Game Theory and College Sports

Game Theory and College Sports

If we learned anything from Moneyball, it’s that there’s more to sports than meets the eye. When people, like recruiters and coaches and fans, focus on individual human elements, like star players and aging standouts, they’re likely to lose sight of the forest for the trees. But there are underlying statistics which reveal how any one player is likely to play. These have been proven to be most visible in a game like baseball, with its short plays, firm positions, rare injuries, and endless repetition. In many ways, baseball is the the most similar sport to chess, at least among sports where you work up a sweat. But are other sports able to be analyzed in the same way?

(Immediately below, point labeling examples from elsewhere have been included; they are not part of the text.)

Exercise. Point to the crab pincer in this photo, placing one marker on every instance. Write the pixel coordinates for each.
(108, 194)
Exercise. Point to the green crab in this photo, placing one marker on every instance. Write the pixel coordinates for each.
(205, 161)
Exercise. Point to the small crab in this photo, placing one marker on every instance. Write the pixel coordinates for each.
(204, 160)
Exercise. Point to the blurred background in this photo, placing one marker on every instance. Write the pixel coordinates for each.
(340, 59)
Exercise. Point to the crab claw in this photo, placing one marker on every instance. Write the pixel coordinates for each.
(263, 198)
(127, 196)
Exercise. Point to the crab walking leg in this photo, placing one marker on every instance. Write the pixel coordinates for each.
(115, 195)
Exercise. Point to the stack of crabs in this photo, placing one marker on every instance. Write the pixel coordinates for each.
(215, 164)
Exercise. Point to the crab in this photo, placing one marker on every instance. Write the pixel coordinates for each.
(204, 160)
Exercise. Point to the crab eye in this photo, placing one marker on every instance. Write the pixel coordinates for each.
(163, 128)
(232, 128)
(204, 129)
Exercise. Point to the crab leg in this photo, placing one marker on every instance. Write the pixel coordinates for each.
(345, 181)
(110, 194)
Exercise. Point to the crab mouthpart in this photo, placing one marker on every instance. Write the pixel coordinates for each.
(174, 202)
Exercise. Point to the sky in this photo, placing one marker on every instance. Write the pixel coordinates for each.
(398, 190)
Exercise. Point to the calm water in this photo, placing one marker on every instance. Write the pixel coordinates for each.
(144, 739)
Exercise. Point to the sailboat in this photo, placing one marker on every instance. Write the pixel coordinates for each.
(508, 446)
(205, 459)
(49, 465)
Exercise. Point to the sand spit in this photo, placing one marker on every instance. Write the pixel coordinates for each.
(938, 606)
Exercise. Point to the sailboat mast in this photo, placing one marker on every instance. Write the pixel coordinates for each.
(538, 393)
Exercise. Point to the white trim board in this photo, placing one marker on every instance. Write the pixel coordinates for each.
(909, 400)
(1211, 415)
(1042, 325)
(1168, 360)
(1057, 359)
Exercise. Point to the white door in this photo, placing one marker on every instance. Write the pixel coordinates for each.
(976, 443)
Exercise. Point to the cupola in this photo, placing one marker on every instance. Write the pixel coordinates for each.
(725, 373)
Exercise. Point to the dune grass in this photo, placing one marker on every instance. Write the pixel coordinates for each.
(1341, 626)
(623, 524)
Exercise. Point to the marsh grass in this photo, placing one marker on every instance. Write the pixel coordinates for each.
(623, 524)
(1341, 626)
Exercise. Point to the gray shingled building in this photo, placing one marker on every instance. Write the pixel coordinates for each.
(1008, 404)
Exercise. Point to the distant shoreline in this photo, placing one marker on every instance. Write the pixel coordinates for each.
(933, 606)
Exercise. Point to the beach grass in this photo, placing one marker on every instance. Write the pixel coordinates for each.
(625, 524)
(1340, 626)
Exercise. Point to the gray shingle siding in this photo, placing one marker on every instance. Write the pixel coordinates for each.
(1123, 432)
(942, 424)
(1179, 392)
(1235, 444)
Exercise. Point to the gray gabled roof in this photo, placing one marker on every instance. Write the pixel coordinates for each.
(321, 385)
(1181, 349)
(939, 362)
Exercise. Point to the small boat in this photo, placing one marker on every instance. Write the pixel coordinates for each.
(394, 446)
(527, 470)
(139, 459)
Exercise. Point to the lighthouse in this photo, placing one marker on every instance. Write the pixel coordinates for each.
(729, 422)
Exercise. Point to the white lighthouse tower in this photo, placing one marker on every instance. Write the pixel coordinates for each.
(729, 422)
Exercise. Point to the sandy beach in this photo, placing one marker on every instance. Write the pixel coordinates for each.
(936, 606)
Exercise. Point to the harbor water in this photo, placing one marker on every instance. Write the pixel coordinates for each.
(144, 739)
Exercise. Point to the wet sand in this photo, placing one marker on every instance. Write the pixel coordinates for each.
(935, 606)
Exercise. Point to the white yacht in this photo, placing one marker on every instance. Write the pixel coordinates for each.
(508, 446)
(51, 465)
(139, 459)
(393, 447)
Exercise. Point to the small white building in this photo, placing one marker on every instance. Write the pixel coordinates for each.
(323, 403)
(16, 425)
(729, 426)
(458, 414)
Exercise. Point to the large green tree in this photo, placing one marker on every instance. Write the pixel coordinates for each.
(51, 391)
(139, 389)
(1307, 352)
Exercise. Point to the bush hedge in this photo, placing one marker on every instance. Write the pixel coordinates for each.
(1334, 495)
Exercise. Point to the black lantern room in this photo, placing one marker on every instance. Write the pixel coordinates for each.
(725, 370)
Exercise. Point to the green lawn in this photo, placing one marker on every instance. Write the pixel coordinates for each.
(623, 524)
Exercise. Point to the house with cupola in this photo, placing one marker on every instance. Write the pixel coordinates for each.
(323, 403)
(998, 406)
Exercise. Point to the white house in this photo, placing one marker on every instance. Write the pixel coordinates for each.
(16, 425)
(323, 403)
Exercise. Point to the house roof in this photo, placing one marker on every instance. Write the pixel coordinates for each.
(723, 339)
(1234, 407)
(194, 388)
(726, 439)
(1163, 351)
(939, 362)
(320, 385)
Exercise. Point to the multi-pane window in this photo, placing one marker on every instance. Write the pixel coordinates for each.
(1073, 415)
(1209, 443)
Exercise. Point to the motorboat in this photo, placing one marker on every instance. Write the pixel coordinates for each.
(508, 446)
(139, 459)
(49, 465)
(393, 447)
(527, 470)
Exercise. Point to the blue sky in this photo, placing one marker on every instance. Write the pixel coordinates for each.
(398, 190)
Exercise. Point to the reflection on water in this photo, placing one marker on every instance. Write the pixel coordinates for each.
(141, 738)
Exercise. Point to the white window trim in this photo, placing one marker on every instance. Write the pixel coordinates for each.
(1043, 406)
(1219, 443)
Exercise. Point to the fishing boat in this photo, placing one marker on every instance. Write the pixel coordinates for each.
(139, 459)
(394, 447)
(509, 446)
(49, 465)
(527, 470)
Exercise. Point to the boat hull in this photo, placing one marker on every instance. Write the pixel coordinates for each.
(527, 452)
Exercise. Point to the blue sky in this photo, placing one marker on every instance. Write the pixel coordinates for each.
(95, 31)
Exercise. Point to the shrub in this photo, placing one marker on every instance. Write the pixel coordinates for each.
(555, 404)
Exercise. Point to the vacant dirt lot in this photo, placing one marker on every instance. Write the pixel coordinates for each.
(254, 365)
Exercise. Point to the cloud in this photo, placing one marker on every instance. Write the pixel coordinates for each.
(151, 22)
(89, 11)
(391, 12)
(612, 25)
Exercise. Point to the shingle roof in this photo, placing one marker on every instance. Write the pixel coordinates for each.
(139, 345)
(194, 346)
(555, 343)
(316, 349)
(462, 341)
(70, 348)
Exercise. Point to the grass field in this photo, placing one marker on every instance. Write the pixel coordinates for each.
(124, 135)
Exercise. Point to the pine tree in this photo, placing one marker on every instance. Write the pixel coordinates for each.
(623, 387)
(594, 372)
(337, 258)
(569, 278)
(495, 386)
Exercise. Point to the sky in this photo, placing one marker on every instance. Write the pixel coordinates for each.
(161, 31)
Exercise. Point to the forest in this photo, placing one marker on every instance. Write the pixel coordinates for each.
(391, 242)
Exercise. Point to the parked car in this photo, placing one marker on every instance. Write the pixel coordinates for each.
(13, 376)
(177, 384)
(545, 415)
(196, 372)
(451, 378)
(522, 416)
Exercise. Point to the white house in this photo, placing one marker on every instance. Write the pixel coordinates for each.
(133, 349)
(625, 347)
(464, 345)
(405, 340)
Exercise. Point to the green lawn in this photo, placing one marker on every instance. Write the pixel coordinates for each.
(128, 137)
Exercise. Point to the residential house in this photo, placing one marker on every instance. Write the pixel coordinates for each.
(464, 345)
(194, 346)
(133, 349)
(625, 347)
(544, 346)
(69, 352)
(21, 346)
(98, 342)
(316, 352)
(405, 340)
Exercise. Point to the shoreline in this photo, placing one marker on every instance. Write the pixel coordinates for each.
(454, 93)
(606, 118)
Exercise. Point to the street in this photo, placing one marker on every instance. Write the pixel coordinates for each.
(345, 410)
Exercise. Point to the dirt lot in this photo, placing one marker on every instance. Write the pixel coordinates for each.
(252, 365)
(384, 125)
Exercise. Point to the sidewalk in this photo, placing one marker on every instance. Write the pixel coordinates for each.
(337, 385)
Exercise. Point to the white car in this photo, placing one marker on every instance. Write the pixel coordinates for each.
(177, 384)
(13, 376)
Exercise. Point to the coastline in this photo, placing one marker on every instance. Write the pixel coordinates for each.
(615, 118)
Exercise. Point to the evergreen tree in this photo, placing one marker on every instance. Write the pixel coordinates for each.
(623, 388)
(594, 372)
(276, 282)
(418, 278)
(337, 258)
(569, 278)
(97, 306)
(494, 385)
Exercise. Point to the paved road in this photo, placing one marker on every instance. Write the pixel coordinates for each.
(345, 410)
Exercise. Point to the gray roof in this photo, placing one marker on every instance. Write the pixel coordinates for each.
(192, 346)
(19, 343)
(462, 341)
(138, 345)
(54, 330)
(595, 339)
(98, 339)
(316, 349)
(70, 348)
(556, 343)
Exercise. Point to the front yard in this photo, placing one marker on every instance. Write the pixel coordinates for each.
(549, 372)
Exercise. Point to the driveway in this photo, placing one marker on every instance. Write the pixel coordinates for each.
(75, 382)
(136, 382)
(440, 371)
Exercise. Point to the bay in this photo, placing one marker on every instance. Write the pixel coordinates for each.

And if so, what would be the point? Well, there are many applications which a knowledge of game theory and statistical analysis would lend some advantages. For one, recruitment would be aided greatly, as was seen in the aforementioned bestseller/blockbuster. By being able to see what kind of plays and behavior one can expect from a specific player, while accounting for all of the other inputs and outputs the system has at play, one can have a much better idea about a player’s usefulness for a team. Of course, not every sport is as cut and dried as baseball for making these determinations.

Let’s take football for example. For one, plays are more chaotic than they are in baseball. Injuries are more common, there’s more room for improvisation and team-specific patterns of play, and the whole structure of the game is more disordered by design. Still, there are insights that one can draw when looking at the statistical history of gameplay from 30,000 feet, so to speak. Legendary sports bettor Jon Price is one of the ones doing this work, offering up the best college football betting odds you’ll find anywhere, at least without earning your own master’s degree in statistical analysis.

From numbers like these we learn a number of thing. For one, different sports have different levels of consistency that their numbers hold to statistical patterns and suggestions. Correlation doesn’t equal causation, goes the old phrase, and that is no more so than in the world of sports. But it’s more true in some sports than in others. As in the examples above, baseball works really well, as does golf. Careers and matches go somewhat according to the suggestion of statistical models. But in games like rugby and football, things are much more open to guess, though not completely.

Still, in even the most orderly, statistical game, like tennis or chess (as mentioned above), the statistics can’t predict the future. They can only yield what is likely to happen, not what will happen. This likelihood becomes a lot fuzzier as you descend into the meatier sports, which is why a lot of people like games like football. They defy statistical analysis, even though they can be somewhat contained within them. There’s still a lot of room for the gut, for feelings-based decisions, and it’s how some people who make a living as sports bettors and college football sports professionals do it. It’s more art than science.